The Paulina girl interrupts my momentary musing, her eyelids listing toward closed though her drink is more than three-quarters full. “You are Carrie Bradshaw, yes, but you have brown hair.”

I don’t smoke, either, but well, when you’re being compared, even remotely, to Sarah Jessica Parker, is it really any time to quibble?

Candace Bushnell, whom I met last month when she stopped by the Barnes and Noble in Union Square, is frequently likened to literary icon, Edith Wharton. The only Wharton books I’ve read are ETHAN FROME and THE BUCCANEERS and well, it’s been a while. (As for THE AGE OF INNOCENCE, so far I’ve made due with the Daniel Day Lewis film). For sure both authors offer an insider’s sometimes scathing perspective on Manhattan culture, though Bushnell’s take is a lot closer to the Age of Un-Innocence. And even though SEX AND THE CITY was first published in 1996, dating some of the references, it’s amazing how much of what she wrote in the 90’s still holds true. If you have any doubts, see my 9-22 blog on “Keeping It Real.” Believe me, modelizing is alive and well.

Fortunately, so are dreams. Yes, “girls” of all ages still want to have fun. But along with the fun, we want the fairytale. Sure, Prince Charming is now Mr. Big, the castle is now an Upper West Side high rise, and the glass slippers are Manolo slingbacks with some sort of really amazing detailing on the vamp, but otherwise the story, the fairytale, plays out pretty much the same.

And I for one am holding onto it with both white-knuckled hands.
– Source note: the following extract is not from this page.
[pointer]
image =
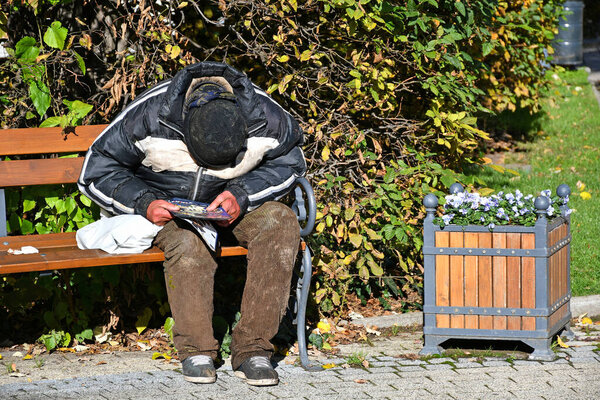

Even Bushnell’s Mr. Big got it right in the end, at least in the television and film adaptations of the book.

“Sometimes you just want to be with the one who makes you laugh.”

Happily Ever After–and Happy Halloween,

Hope

PS In celebration of the day-long Witching Hour, I’ll be pulling out my Inner Princess along with my ghoul-friends Liz Maverick, Elizabeth Kerri Mahon, Leanna Hieber et al as the Goth versions of popular fairytale princesses. I’m going as Goth Snow White and in addition to that Poison Apple, my costume’s corset is well, murder.